On Thu, 20 Jan 2005 03:42:51 GMT, "Colin W Kingsbury"
wrote:
"nobody" wrote in message
...
By september, I suspect that the A380 will have done enough test flights
to provide a good idea on what it will truly be capable of. That is when
we may see more airlines buying into the 380 now that they know whether
it meets its promises or not.
OK, but none of this addresses the real core question of what the market
actually wants. I believe the A380 probably has a very good future in air
cargo, but it remains an open question how widely it will prove profitable
in passenger service. Boeing guessed right with the 747, France/UK got it
beautifully wrong with Concorde. Clearly this is the right plane for flying
from Tokyo to Singapore. I read in one story that about half of A380s are
expected to operate between just 10 airports, which is believable.

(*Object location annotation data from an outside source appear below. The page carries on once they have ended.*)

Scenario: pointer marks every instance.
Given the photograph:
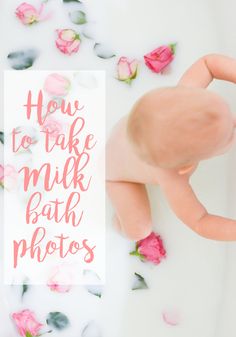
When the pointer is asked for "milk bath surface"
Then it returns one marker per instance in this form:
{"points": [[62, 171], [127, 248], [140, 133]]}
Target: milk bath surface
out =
{"points": [[192, 291]]}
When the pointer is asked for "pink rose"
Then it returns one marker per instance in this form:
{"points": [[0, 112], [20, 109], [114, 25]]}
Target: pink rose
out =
{"points": [[159, 58], [56, 85], [8, 177], [53, 127], [150, 249], [28, 14], [127, 69], [68, 41], [60, 280], [26, 322]]}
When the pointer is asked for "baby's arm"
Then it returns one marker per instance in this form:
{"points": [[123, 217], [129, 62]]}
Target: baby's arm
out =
{"points": [[131, 204], [208, 67], [188, 209]]}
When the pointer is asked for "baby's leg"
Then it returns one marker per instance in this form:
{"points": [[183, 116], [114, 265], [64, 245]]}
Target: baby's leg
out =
{"points": [[133, 214]]}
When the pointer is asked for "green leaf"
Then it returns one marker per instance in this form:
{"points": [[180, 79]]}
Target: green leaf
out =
{"points": [[103, 51], [2, 137], [28, 334], [22, 59], [139, 282], [78, 17], [57, 320]]}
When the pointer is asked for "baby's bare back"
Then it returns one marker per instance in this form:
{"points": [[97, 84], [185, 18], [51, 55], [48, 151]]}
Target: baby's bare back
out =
{"points": [[122, 163]]}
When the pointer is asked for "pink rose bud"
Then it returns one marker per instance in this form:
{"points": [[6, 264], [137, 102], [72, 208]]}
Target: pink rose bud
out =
{"points": [[28, 14], [127, 69], [159, 58], [150, 249], [26, 323], [53, 126], [56, 85], [68, 41]]}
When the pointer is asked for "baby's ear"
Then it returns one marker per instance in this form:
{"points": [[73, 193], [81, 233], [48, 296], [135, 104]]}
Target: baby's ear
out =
{"points": [[185, 169]]}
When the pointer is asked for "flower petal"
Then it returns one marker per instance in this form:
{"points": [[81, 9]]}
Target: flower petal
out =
{"points": [[78, 17]]}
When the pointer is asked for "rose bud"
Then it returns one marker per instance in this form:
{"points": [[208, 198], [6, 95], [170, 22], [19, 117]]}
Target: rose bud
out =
{"points": [[26, 323], [159, 58], [150, 249], [68, 41]]}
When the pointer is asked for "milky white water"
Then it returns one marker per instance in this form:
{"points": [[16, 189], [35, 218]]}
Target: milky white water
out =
{"points": [[198, 277]]}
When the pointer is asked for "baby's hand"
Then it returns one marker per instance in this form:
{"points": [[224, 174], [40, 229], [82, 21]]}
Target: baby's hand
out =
{"points": [[188, 209]]}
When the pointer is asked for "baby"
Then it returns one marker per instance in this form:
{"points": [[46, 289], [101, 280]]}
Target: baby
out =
{"points": [[161, 141]]}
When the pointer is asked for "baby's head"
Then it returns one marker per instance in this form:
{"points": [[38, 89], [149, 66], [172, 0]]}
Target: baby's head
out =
{"points": [[176, 127]]}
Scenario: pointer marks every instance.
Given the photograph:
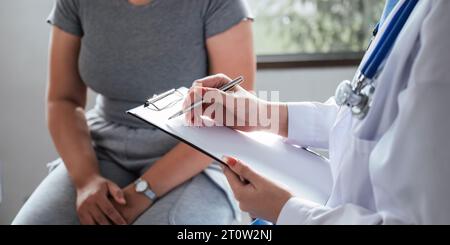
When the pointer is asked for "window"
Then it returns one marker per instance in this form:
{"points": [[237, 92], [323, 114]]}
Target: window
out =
{"points": [[292, 30]]}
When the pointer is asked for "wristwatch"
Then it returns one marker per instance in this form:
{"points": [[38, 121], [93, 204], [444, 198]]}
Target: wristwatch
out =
{"points": [[142, 186]]}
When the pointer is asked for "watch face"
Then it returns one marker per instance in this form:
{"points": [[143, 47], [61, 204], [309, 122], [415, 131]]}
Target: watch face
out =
{"points": [[141, 186]]}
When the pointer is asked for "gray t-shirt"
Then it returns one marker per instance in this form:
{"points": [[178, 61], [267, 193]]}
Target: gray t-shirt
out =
{"points": [[129, 53]]}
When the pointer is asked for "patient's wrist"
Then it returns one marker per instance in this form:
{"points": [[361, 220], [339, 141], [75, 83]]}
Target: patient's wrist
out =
{"points": [[276, 118]]}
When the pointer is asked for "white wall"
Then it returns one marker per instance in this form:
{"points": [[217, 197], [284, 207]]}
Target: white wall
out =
{"points": [[25, 146]]}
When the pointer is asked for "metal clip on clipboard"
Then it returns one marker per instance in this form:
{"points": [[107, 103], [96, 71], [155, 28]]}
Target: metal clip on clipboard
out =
{"points": [[165, 100]]}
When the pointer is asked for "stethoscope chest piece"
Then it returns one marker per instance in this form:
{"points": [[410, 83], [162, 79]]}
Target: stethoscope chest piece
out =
{"points": [[354, 98]]}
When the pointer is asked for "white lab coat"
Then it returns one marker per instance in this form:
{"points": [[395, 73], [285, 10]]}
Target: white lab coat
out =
{"points": [[394, 166]]}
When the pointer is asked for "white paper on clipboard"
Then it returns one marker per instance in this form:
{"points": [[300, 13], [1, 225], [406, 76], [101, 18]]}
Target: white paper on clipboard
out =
{"points": [[304, 173]]}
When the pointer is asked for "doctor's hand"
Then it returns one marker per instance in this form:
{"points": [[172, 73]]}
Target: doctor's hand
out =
{"points": [[137, 204], [93, 203], [237, 109], [257, 195]]}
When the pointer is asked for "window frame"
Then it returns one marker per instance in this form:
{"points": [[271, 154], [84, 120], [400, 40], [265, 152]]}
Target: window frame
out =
{"points": [[313, 60]]}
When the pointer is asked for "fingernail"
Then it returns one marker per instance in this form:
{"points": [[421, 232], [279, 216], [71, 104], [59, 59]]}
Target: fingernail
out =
{"points": [[229, 161]]}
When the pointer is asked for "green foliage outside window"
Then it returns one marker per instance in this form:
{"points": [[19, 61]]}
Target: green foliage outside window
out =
{"points": [[314, 26]]}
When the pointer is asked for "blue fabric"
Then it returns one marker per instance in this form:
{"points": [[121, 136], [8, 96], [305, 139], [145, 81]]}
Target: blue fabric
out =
{"points": [[390, 4]]}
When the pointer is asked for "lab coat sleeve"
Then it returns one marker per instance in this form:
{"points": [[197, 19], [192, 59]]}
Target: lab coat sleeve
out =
{"points": [[298, 211], [310, 123], [410, 165]]}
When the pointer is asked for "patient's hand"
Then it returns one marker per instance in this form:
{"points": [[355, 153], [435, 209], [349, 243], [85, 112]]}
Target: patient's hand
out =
{"points": [[136, 204]]}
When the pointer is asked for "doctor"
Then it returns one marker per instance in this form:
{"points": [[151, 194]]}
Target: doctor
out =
{"points": [[388, 136]]}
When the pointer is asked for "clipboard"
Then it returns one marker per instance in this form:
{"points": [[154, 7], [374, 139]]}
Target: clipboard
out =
{"points": [[303, 172]]}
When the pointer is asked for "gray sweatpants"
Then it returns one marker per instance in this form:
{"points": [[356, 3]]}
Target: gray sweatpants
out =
{"points": [[124, 154]]}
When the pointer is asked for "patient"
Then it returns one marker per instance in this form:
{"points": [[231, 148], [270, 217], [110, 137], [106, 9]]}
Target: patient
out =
{"points": [[127, 50]]}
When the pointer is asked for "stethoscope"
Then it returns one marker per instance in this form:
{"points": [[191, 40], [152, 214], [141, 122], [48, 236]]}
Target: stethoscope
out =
{"points": [[358, 94]]}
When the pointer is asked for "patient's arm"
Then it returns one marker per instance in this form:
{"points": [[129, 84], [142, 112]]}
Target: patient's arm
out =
{"points": [[66, 101]]}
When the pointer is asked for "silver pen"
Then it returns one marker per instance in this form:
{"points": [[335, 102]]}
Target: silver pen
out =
{"points": [[225, 88]]}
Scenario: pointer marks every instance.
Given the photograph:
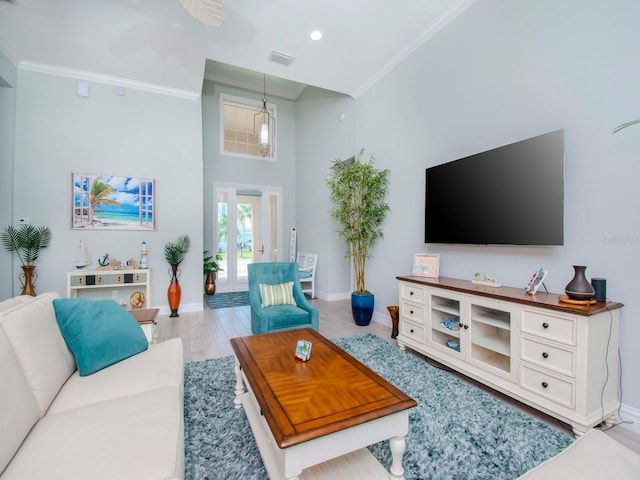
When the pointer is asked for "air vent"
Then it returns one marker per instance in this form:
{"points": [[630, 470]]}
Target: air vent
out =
{"points": [[281, 58]]}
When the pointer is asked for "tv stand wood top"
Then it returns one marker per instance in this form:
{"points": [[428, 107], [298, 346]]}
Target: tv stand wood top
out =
{"points": [[510, 294]]}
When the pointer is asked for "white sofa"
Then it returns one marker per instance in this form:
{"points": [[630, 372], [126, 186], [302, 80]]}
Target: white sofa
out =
{"points": [[122, 422]]}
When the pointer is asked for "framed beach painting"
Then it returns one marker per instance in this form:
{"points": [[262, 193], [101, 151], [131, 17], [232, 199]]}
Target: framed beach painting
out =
{"points": [[426, 264], [107, 202]]}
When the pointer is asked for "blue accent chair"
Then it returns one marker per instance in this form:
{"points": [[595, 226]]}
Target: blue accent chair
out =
{"points": [[281, 317]]}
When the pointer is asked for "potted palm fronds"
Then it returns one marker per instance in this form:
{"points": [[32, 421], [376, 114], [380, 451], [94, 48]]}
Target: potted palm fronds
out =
{"points": [[174, 253], [358, 191], [28, 241]]}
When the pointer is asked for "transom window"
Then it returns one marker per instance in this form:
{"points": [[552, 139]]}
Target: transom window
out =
{"points": [[241, 128]]}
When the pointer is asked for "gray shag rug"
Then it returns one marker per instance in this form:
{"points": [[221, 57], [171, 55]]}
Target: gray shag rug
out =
{"points": [[457, 431]]}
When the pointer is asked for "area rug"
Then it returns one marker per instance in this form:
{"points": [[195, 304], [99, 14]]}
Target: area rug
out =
{"points": [[457, 431], [227, 300]]}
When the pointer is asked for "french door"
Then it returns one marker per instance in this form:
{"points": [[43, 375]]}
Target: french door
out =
{"points": [[247, 228]]}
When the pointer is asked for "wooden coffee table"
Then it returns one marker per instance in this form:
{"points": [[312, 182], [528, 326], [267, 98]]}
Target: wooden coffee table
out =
{"points": [[306, 413]]}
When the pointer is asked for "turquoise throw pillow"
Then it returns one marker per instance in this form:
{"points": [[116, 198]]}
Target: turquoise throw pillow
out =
{"points": [[98, 332]]}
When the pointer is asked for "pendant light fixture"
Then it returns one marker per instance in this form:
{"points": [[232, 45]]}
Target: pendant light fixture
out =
{"points": [[264, 125]]}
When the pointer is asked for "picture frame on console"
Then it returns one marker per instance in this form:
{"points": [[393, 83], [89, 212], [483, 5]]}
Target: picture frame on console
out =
{"points": [[426, 265]]}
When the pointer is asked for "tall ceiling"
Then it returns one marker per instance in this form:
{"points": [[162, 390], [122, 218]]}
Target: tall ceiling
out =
{"points": [[156, 42]]}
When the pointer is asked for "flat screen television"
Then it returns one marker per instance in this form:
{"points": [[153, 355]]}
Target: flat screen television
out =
{"points": [[511, 195]]}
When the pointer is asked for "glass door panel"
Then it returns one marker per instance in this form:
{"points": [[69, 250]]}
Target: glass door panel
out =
{"points": [[247, 230]]}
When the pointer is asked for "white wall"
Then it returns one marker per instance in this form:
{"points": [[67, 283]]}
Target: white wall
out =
{"points": [[505, 71], [8, 77], [325, 131], [140, 134]]}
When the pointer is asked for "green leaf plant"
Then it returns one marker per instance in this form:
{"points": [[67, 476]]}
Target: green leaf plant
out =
{"points": [[27, 240], [174, 252], [358, 191]]}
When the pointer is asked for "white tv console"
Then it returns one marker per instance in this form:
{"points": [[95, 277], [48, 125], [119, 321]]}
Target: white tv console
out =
{"points": [[559, 358]]}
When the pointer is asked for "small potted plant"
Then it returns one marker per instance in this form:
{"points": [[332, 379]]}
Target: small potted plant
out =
{"points": [[174, 253], [28, 241], [210, 269]]}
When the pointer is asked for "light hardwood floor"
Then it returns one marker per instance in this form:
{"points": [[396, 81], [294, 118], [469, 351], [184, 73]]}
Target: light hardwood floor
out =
{"points": [[206, 335]]}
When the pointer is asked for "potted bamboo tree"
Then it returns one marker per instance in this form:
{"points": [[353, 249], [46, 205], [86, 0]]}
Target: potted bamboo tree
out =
{"points": [[28, 241], [358, 193], [174, 253]]}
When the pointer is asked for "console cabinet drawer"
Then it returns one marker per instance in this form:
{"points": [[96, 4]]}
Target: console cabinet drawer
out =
{"points": [[548, 356], [412, 293], [551, 326], [412, 312], [412, 331], [558, 390]]}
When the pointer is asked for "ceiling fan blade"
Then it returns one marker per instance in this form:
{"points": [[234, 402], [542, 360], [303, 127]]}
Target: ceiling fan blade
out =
{"points": [[207, 12]]}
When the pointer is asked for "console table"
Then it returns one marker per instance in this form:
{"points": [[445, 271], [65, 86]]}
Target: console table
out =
{"points": [[559, 358], [82, 280]]}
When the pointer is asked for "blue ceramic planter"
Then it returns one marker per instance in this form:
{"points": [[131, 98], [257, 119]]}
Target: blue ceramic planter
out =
{"points": [[362, 308]]}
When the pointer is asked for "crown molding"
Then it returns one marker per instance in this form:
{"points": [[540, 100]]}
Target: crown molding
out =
{"points": [[437, 25], [107, 80]]}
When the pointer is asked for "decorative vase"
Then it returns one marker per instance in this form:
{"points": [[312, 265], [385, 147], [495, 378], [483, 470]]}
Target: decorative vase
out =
{"points": [[27, 280], [362, 308], [174, 291], [210, 284], [579, 287]]}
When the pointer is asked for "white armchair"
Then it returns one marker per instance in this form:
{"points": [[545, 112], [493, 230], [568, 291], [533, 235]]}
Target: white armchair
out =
{"points": [[307, 272]]}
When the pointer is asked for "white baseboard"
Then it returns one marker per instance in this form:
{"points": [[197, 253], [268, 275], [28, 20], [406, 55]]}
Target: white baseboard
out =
{"points": [[631, 418]]}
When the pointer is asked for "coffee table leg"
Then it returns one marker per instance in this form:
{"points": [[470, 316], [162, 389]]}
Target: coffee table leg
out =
{"points": [[397, 446], [239, 390]]}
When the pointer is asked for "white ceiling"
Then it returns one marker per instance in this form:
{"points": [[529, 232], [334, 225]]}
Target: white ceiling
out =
{"points": [[156, 42]]}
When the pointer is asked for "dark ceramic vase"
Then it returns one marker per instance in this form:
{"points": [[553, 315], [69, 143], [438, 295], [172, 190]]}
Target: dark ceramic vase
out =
{"points": [[579, 287], [362, 308], [29, 277]]}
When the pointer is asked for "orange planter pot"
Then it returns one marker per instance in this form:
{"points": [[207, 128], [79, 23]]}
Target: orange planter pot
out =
{"points": [[174, 291]]}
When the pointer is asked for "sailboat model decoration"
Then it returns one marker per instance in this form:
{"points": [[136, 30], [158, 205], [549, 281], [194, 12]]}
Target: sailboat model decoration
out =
{"points": [[84, 259]]}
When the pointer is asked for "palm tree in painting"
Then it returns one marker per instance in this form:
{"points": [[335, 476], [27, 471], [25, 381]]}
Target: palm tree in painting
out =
{"points": [[100, 192]]}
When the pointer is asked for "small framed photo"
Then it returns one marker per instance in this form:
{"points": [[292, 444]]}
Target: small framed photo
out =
{"points": [[426, 264], [536, 280]]}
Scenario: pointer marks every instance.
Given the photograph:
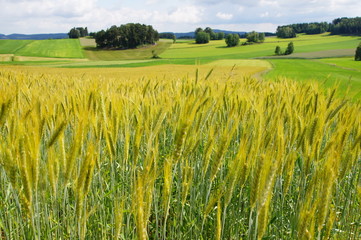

There's a question in here about how fast and in what way the market for air
travel will grow. There are to the best of my knowledge no 747s operating in
domestic service in the US (except the occasional repositioning flight) even
on trans-continental flights that are as long as trans-Atlantic routes.
Hub-and-spoke carriers are being bled to death by the point-to-point LCCs,
who mostly operate 737-size planes. But compared to Asia and Europe, the US
is larger and more sparsely populated,
What definition do you use that makes the US larger than Asia?